Biraz dışarı çıkıp bizim basınımıza bir göz atsanız…
Hiç tanımıyorum artık.
Eğer gazetecilik buysa.
İstemiyorum artık. Üstü de kalsın, altı da.
Sonda söyleyeceğimi, dayanamadım, baştan söyleyiverdim.
Eskiden “ikinci sayfa haberi” der geçilirdi… O da sonradan 12
Eylül sonrasının işi. Kibarcası “magazin” haberiydi. Gerçek adı
“dedikodu”! Kim kimle hangi barın; o da gece kulübü oldu;
şimdilerde o da eskidi İngilizce -Fransızca ad takılıyorlar, işte o
“gözde mekanların” kapısından çıkarken yakalandı. Şok! Şok!
Artık bu yakalanmalar ve ilişkiler o kadar sıradan ve olağan oldu
ki, haber değerini kaybetti.
Kim bugün kimin kolunda, yarın başkasının. Habercilerin yakalaması
bile zor.
Hem de kardeşim ne var bunda, kadın da erkek de özgür değil mi…
Şimdi siyasi haberler de böyle.
Magazin.
Şimdi söz aramızda kabahat yalnız gazetecilerde değil.
Siyaset de böyle oldu.
Hiç kırmızı çizgi, ilke, ülkü… hak getire.
Bir gün küfür ediyorsun, ertesi gün koluna giriyorsun bal
badem…
Milletvekili oluyorsun, sus pus. Seçilemeyince esip gürle…

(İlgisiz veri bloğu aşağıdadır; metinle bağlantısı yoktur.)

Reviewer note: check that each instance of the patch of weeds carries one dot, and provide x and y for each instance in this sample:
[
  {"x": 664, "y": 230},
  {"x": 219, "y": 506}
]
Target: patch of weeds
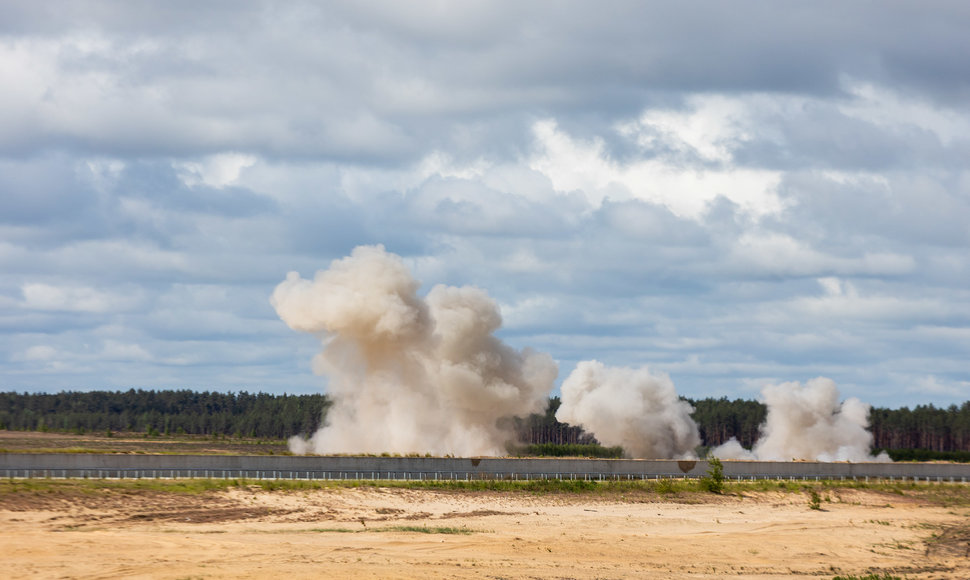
[
  {"x": 814, "y": 500},
  {"x": 714, "y": 480},
  {"x": 886, "y": 576},
  {"x": 426, "y": 530}
]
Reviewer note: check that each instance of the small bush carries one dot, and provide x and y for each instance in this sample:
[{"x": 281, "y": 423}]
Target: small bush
[
  {"x": 815, "y": 501},
  {"x": 714, "y": 480}
]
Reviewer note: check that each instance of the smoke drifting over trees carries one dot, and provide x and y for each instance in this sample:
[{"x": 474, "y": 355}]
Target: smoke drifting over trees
[
  {"x": 632, "y": 408},
  {"x": 808, "y": 422},
  {"x": 411, "y": 374}
]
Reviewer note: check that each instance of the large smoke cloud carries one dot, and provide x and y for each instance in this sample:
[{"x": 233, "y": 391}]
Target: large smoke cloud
[
  {"x": 426, "y": 375},
  {"x": 409, "y": 374},
  {"x": 808, "y": 422},
  {"x": 629, "y": 407}
]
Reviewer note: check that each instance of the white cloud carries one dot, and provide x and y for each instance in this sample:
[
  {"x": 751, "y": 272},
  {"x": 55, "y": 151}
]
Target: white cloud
[
  {"x": 217, "y": 170},
  {"x": 934, "y": 386},
  {"x": 40, "y": 352},
  {"x": 685, "y": 188},
  {"x": 40, "y": 296}
]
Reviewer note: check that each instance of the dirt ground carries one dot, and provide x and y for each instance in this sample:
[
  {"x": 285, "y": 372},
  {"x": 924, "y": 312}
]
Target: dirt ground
[{"x": 405, "y": 533}]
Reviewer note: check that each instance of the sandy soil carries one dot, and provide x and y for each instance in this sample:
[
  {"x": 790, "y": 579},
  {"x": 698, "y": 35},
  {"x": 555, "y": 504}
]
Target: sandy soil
[{"x": 362, "y": 533}]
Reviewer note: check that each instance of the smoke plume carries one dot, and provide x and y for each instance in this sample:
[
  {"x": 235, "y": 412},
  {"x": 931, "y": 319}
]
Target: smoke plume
[
  {"x": 808, "y": 423},
  {"x": 629, "y": 407},
  {"x": 409, "y": 374}
]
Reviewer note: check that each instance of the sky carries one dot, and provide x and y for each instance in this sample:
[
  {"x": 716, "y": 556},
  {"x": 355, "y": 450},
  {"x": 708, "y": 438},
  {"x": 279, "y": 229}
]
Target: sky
[{"x": 732, "y": 193}]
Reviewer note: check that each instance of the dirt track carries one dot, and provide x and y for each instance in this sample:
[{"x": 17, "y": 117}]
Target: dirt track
[{"x": 400, "y": 533}]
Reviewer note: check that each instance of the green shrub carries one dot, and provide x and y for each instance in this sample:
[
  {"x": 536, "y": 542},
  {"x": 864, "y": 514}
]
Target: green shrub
[{"x": 714, "y": 480}]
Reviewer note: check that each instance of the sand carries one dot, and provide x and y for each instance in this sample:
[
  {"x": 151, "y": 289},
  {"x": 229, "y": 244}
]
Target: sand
[{"x": 401, "y": 533}]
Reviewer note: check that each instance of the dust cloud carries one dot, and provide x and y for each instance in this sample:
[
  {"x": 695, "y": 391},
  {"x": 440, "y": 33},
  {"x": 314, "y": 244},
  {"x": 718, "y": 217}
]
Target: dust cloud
[
  {"x": 633, "y": 408},
  {"x": 409, "y": 374},
  {"x": 426, "y": 375},
  {"x": 808, "y": 423}
]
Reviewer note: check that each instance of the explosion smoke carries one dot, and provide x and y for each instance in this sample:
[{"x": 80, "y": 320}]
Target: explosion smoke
[
  {"x": 808, "y": 423},
  {"x": 630, "y": 407},
  {"x": 409, "y": 375}
]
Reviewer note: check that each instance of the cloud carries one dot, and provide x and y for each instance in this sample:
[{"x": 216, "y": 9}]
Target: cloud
[
  {"x": 41, "y": 296},
  {"x": 644, "y": 185}
]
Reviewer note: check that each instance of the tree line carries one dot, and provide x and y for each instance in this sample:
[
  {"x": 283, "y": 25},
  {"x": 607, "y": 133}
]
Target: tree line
[
  {"x": 171, "y": 412},
  {"x": 929, "y": 428}
]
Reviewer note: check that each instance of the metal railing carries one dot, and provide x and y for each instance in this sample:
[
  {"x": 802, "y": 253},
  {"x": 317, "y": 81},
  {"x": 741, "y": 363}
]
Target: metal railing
[{"x": 344, "y": 475}]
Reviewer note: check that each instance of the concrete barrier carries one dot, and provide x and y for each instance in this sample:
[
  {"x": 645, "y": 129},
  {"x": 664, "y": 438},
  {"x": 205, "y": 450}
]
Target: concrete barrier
[{"x": 360, "y": 467}]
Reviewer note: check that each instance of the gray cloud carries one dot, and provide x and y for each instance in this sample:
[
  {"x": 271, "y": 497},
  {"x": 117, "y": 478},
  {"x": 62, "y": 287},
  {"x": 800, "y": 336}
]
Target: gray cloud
[{"x": 736, "y": 195}]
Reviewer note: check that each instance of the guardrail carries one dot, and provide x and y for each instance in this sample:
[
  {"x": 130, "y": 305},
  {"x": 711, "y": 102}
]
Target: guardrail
[{"x": 93, "y": 466}]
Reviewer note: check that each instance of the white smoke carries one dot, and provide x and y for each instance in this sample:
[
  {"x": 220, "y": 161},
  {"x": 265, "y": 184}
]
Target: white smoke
[
  {"x": 409, "y": 375},
  {"x": 629, "y": 407},
  {"x": 808, "y": 423}
]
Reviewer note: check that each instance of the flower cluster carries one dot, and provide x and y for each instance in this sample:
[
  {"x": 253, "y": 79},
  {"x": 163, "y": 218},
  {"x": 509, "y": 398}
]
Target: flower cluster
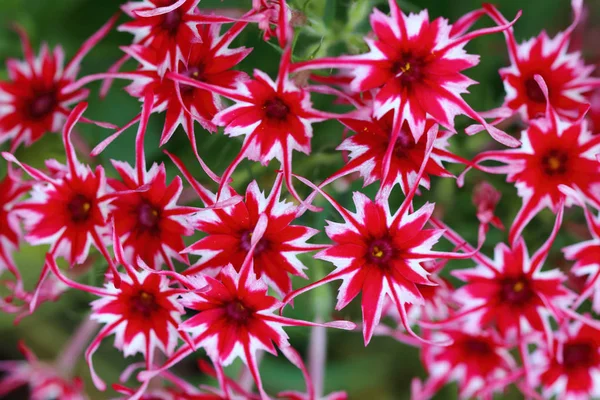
[{"x": 181, "y": 280}]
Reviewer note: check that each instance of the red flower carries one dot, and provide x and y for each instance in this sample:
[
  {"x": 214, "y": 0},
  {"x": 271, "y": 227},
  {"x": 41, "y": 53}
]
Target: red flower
[
  {"x": 68, "y": 212},
  {"x": 565, "y": 74},
  {"x": 235, "y": 319},
  {"x": 569, "y": 369},
  {"x": 552, "y": 154},
  {"x": 478, "y": 362},
  {"x": 511, "y": 289},
  {"x": 143, "y": 312},
  {"x": 229, "y": 232},
  {"x": 275, "y": 118},
  {"x": 165, "y": 27},
  {"x": 37, "y": 97},
  {"x": 380, "y": 255},
  {"x": 368, "y": 147},
  {"x": 417, "y": 64},
  {"x": 43, "y": 380},
  {"x": 12, "y": 188}
]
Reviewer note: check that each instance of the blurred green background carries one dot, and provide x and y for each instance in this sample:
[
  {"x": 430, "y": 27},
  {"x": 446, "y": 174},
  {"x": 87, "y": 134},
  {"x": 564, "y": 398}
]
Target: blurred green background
[{"x": 384, "y": 369}]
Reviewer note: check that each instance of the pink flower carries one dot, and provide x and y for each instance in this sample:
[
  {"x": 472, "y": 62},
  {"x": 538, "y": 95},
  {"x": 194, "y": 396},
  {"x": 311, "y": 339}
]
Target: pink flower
[
  {"x": 229, "y": 232},
  {"x": 553, "y": 154},
  {"x": 367, "y": 151},
  {"x": 564, "y": 72},
  {"x": 569, "y": 368},
  {"x": 511, "y": 292},
  {"x": 380, "y": 255},
  {"x": 235, "y": 319},
  {"x": 478, "y": 362},
  {"x": 143, "y": 312},
  {"x": 36, "y": 99},
  {"x": 275, "y": 118},
  {"x": 417, "y": 65},
  {"x": 43, "y": 380}
]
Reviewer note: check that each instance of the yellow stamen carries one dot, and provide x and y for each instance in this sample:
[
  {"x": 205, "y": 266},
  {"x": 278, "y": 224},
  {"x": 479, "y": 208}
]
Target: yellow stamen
[{"x": 377, "y": 252}]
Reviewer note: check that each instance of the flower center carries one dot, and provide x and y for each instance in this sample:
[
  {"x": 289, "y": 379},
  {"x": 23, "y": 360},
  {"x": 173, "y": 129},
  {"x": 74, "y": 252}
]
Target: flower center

Neyse biz elimizdeki gazeteci çuvaldızıyla devam edelim.
Türkiye yanıyor.
Kimin umurunda.
Tartışalım, değil mi. Çözümleri yarıştıralım… biraz ondan biraz
bundan… yeni yollar üretelim…
Milletin derdi bir değil ki… çözüm bekliyor. Haber yapalım ki,
karar verici mekanizmaları haberdar olsun, harekete geçirelim.
Oysa öyle mi.
Elimde kumanda. Hepsini geziyorum.
Hemen bütün kanallarda aynı başlık.
Gidecek mi, gitmeyecek mi…
Kim kulağımıza ne fısıldadı.
Hımm satır arasında şu şunu dedi… ha tamam o zaman, demek ki
ayrılacak…
Ellerinde bir papatya eksik!
Ama görmediniz herhalde, sosyal medyada şu kişi şunu yazdı…
En pratiği tivitler... Birer cümlelik biliyorsunuz.
Onun üzerine tartışmalar sürüyor.
Çekiliyor çekiliyor… uzuyor ha uzuyor…
Başka bir siyasi partinin milletvekiline, bir partinin genel
başkanı gider mi, gitmez mi; gitmeli mi gitmemeli mi bu
soruluyor…
Siyasete saygı da kalmadı. Bir adabı vardı. Bir Parti genel
başkanına yazı dilinde, “sayın” ne zaman kullanılır, ne zaman
adıyla ya da soyadıyla hitap edilir tartıştığımızı anımsıyorum.
Ha bir de araya çeşni mahiyetinde partilerden istifalar
serpiştiriliyor.
Heyecanın düzeyi artıyor.
İçerik mi?
Başkan gidecek iş bitecek mi?
O konu dışı.
Maksat dedi ve de kodu sporu.
Hadiii gazeteciler, köşe yazarları elbette fikir beyan
ediyorlar…en gözdeleri en iyi duyum alanlar…
Ekrandayken bile mesajlar geliyor. Bizi, izleyiciyi bırakıyorlar,
cık cık parmaklarıyla telefonlarıyla oynaşıyorlar.
Merak içinde ekrana kilitleniyoruz.
O parmaklardan ne harika haber çıkacak!!
Neyse ki hemen okuyorlar.
Taze taze.
Vır vır dedikodu.
Hele bir de arada tartışma kızıştırılır da alevlenirse reytingler
tavan yapacak.
Maaşlar yükselecek.
Bizimkiler?
Kiralar?
Enerji giderlerimiz?
Gübre fiyatları?
Başka seçim baharına.
Kısır döngü.
“Böyle gitmez artık!” yaklaştıkça yaklaşıyor.